Muitas pessoas relatam sentir ansiedade após o consumo excessivo de álcool, especialmente na manhã seguinte a uma bebedeira. Esse fenômeno, por vezes apelidado de “hangxiety” (união das palavras hangover/ressaca + anxiety/ansiedade), refere-se à sensação de apreensão, nervosismo e mal-estar que ocorre durante a ressaca alcoólica. De fato, a ressaca apresenta não só sintomas físicos (como dor de cabeça, náusea, cansaço), mas também emocionais e cognitivos negativos.1
A ansiedade e irritabilidade estão entre os sintomas de humor relatados na ressaca, embora sua frequência seja menor comparada a sintomas físicos. Por exemplo, em uma pesquisa com 1.837 jovens adultos, cerca de 22,6% relataram sentir ansiedade durante a ressaca (em comparação, 34,2% relataram humor deprimido).2 Essa “ansiedade da ressaca” pode agravar o desconforto do dia seguinte e interferir nas atividades diárias, sendo importante entender por que ela acontece e como preveni-la.

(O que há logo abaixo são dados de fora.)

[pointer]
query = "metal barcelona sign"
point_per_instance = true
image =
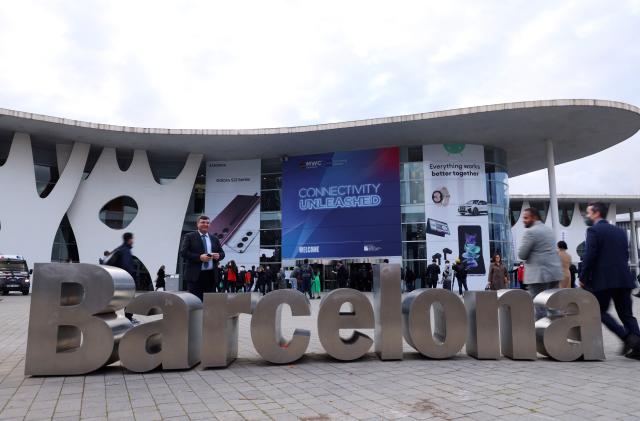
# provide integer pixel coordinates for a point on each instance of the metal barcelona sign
(74, 329)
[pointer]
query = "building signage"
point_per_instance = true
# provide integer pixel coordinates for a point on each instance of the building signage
(456, 208)
(74, 329)
(343, 204)
(232, 202)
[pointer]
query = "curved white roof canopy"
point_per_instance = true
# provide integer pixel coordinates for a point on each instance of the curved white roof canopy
(578, 128)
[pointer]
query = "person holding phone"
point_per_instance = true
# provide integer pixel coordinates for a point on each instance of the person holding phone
(201, 253)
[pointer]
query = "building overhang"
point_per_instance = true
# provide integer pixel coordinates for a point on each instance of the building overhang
(577, 127)
(624, 203)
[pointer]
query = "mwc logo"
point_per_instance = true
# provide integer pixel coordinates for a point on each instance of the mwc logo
(318, 163)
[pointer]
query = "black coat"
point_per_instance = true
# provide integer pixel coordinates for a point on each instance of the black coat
(191, 249)
(605, 263)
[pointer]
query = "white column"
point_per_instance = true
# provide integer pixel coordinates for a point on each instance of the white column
(634, 243)
(553, 196)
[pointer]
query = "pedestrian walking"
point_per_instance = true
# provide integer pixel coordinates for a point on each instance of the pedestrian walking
(565, 259)
(447, 276)
(433, 273)
(460, 272)
(543, 270)
(306, 273)
(201, 253)
(605, 273)
(160, 282)
(232, 276)
(315, 285)
(122, 258)
(498, 275)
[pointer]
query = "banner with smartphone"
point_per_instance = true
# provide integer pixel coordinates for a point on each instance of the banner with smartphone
(342, 204)
(456, 209)
(232, 201)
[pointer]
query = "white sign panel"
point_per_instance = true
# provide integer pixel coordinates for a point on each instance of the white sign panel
(456, 208)
(232, 201)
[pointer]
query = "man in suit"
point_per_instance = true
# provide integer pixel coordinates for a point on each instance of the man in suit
(543, 269)
(201, 253)
(605, 272)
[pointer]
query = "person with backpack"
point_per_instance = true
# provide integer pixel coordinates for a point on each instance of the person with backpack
(282, 279)
(250, 279)
(342, 276)
(122, 258)
(160, 279)
(315, 286)
(447, 276)
(261, 283)
(306, 273)
(232, 276)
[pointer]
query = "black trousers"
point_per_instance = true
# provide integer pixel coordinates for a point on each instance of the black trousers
(205, 283)
(461, 283)
(624, 307)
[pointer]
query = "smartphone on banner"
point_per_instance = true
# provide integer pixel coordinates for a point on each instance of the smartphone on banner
(242, 239)
(227, 222)
(470, 248)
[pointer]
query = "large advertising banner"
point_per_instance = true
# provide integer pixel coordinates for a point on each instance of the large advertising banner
(232, 201)
(456, 208)
(343, 204)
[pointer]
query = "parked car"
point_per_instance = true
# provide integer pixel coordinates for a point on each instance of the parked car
(14, 274)
(474, 207)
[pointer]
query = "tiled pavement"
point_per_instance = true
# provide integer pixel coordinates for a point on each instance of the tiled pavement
(318, 388)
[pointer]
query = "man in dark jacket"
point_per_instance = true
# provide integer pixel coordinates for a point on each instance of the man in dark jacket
(605, 272)
(410, 280)
(433, 273)
(342, 276)
(122, 258)
(201, 253)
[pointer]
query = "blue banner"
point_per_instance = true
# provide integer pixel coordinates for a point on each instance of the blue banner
(343, 204)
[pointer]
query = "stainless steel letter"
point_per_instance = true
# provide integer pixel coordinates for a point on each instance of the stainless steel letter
(517, 325)
(220, 327)
(450, 322)
(173, 341)
(330, 321)
(574, 330)
(266, 331)
(387, 304)
(483, 335)
(514, 335)
(72, 321)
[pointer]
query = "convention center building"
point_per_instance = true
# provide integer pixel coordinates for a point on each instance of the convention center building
(403, 189)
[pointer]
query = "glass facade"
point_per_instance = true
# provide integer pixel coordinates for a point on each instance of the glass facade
(498, 200)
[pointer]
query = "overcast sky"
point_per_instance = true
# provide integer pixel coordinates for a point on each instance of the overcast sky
(271, 63)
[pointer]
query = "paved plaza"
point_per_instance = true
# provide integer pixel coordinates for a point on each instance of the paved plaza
(319, 388)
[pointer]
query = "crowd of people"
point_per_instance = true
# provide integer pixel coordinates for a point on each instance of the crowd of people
(544, 264)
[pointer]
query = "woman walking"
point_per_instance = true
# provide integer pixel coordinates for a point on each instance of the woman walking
(160, 279)
(232, 276)
(498, 276)
(315, 285)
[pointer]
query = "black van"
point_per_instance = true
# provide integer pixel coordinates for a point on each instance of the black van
(14, 274)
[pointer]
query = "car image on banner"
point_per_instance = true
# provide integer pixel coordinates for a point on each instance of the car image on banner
(343, 204)
(232, 202)
(456, 208)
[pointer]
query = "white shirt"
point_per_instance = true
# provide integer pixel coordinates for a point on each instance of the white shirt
(206, 265)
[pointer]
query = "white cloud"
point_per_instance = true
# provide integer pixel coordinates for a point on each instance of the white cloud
(203, 64)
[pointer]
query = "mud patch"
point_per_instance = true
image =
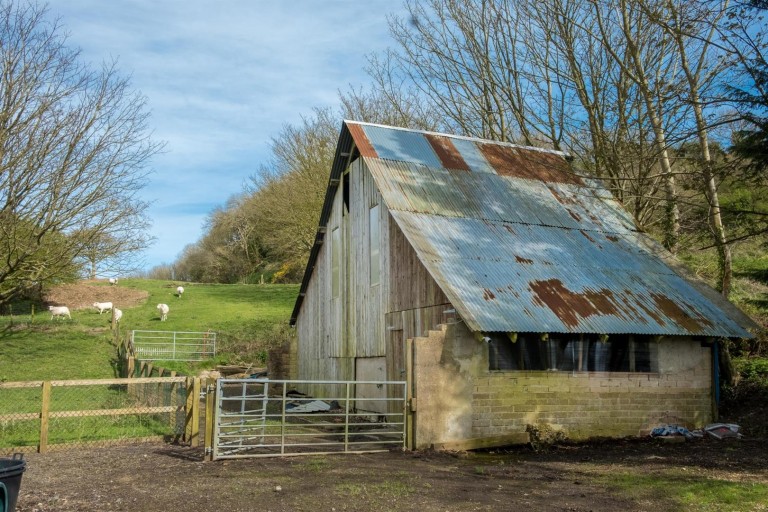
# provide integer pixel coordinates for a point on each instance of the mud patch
(83, 294)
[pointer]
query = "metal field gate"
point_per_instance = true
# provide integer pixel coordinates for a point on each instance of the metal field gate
(268, 418)
(174, 345)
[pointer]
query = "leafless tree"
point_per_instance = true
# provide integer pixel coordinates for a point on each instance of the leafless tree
(74, 146)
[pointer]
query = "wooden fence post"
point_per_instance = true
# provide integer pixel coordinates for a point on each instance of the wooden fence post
(410, 400)
(193, 412)
(210, 404)
(45, 410)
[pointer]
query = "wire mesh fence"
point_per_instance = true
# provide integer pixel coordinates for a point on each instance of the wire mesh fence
(46, 415)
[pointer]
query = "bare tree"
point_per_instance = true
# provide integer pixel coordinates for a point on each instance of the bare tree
(73, 149)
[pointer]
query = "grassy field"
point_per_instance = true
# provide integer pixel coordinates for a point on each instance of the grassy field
(248, 319)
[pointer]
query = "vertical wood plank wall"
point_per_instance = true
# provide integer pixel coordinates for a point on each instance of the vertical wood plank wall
(365, 320)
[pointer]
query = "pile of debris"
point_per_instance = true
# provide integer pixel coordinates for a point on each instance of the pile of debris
(677, 433)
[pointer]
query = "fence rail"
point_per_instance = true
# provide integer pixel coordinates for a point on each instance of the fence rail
(45, 415)
(173, 345)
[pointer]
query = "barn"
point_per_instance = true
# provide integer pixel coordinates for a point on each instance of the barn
(513, 295)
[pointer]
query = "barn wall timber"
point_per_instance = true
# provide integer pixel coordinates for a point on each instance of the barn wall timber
(411, 285)
(366, 305)
(458, 398)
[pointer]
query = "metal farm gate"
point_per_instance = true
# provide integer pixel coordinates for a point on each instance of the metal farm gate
(174, 345)
(268, 418)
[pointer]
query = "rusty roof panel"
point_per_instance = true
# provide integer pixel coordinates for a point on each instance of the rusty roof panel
(472, 155)
(522, 244)
(525, 278)
(401, 145)
(528, 163)
(447, 153)
(361, 141)
(489, 196)
(465, 153)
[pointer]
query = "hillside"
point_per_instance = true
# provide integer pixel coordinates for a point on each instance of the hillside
(248, 320)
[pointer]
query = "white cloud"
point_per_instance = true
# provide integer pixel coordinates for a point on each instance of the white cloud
(222, 79)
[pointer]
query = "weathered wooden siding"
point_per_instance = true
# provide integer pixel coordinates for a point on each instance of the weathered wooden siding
(365, 320)
(367, 304)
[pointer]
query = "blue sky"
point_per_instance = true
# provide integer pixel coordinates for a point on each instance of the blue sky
(222, 78)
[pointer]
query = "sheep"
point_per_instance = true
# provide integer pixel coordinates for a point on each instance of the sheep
(61, 311)
(102, 306)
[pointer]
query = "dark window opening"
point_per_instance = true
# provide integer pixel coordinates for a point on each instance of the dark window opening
(573, 353)
(345, 192)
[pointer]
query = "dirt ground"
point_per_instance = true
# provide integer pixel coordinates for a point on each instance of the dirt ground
(82, 295)
(160, 477)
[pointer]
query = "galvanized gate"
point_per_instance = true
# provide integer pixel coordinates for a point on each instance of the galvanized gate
(268, 418)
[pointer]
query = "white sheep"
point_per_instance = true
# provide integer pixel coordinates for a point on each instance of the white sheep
(163, 309)
(61, 311)
(102, 306)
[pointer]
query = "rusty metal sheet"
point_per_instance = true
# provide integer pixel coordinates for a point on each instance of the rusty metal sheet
(364, 145)
(447, 153)
(399, 145)
(527, 278)
(528, 163)
(443, 192)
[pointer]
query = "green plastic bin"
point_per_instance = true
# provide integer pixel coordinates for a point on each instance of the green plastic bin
(11, 471)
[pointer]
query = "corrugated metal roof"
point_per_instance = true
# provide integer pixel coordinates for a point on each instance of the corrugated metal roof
(520, 255)
(522, 244)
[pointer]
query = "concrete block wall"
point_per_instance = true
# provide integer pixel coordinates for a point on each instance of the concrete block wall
(459, 398)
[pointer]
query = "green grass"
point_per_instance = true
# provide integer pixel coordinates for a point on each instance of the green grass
(248, 320)
(696, 493)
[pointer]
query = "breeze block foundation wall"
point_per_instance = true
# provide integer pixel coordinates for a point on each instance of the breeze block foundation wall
(458, 398)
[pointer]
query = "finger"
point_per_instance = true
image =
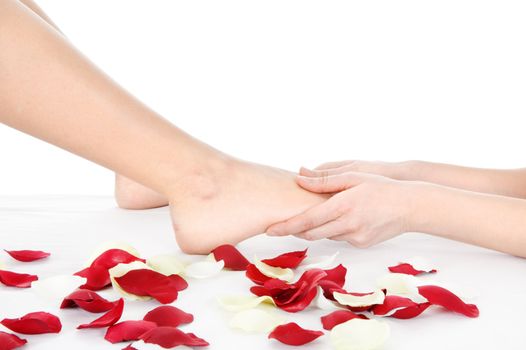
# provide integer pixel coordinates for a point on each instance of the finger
(331, 183)
(331, 165)
(324, 172)
(332, 228)
(309, 219)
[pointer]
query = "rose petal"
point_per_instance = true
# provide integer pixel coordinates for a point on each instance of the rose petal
(245, 302)
(204, 269)
(321, 302)
(97, 274)
(292, 297)
(10, 341)
(292, 334)
(360, 299)
(87, 300)
(335, 280)
(440, 296)
(27, 255)
(233, 259)
(104, 247)
(168, 316)
(255, 321)
(128, 330)
(289, 260)
(108, 319)
(391, 304)
(335, 318)
(122, 269)
(19, 280)
(410, 312)
(319, 262)
(150, 283)
(129, 347)
(166, 264)
(359, 334)
(53, 289)
(255, 275)
(274, 272)
(34, 323)
(401, 285)
(408, 269)
(169, 337)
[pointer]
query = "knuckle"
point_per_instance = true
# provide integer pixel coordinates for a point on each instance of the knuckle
(309, 236)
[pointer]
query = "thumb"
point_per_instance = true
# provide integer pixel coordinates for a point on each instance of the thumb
(330, 183)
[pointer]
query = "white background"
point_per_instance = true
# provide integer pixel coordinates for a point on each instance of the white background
(287, 83)
(290, 83)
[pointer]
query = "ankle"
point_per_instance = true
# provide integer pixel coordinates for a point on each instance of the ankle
(203, 179)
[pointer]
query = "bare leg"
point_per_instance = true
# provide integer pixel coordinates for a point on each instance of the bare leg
(51, 91)
(128, 193)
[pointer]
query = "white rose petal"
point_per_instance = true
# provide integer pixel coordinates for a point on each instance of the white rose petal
(244, 302)
(319, 262)
(286, 275)
(120, 270)
(112, 245)
(256, 321)
(204, 269)
(166, 264)
(148, 346)
(323, 303)
(55, 289)
(359, 334)
(377, 297)
(402, 285)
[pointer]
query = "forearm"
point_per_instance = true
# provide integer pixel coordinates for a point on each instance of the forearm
(506, 182)
(486, 220)
(36, 9)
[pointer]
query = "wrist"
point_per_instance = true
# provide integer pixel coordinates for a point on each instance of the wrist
(423, 201)
(408, 170)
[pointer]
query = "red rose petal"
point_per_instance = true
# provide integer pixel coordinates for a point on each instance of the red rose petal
(440, 296)
(87, 300)
(292, 334)
(292, 297)
(411, 312)
(408, 269)
(19, 280)
(233, 259)
(169, 337)
(289, 260)
(334, 281)
(108, 319)
(255, 275)
(392, 302)
(144, 282)
(34, 323)
(129, 347)
(128, 330)
(97, 274)
(10, 341)
(27, 255)
(168, 316)
(340, 316)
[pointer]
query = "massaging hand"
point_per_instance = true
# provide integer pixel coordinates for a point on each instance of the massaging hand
(365, 209)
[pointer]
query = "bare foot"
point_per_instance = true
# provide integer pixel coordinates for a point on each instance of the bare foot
(234, 201)
(132, 195)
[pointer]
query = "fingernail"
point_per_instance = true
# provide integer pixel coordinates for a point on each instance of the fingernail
(306, 178)
(272, 232)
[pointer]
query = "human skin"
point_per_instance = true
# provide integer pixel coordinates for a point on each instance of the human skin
(375, 201)
(50, 90)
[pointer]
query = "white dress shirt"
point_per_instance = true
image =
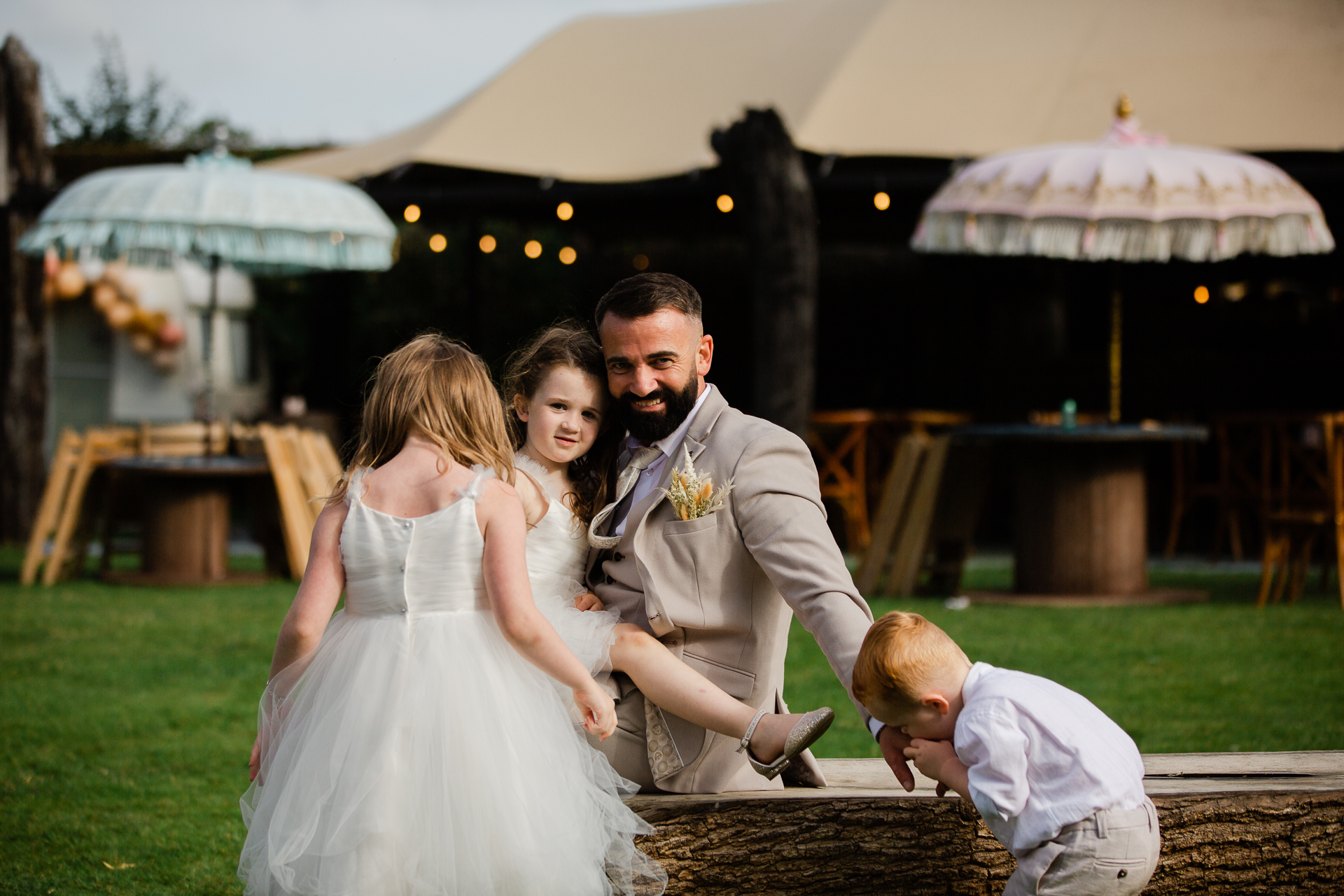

Diversos mecanismos biológicos ajudam a explicar por que o álcool pode deixar o organismo em estado ansioso. Inicialmente, durante a intoxicação, o álcool atua como depressor do sistema nervoso central (SNC), aumentando a atividade do neurotransmissor inibitório GABA e reduzindo a do excitatório glutamato. O corpo tenta compensar esse efeito: após um período de consumo repetido ou intenso, ele diminui a sensibilidade/quantidade de receptores GABA e aumenta a de receptores de glutamato para contrabalancear a sedação causada pelo álcool.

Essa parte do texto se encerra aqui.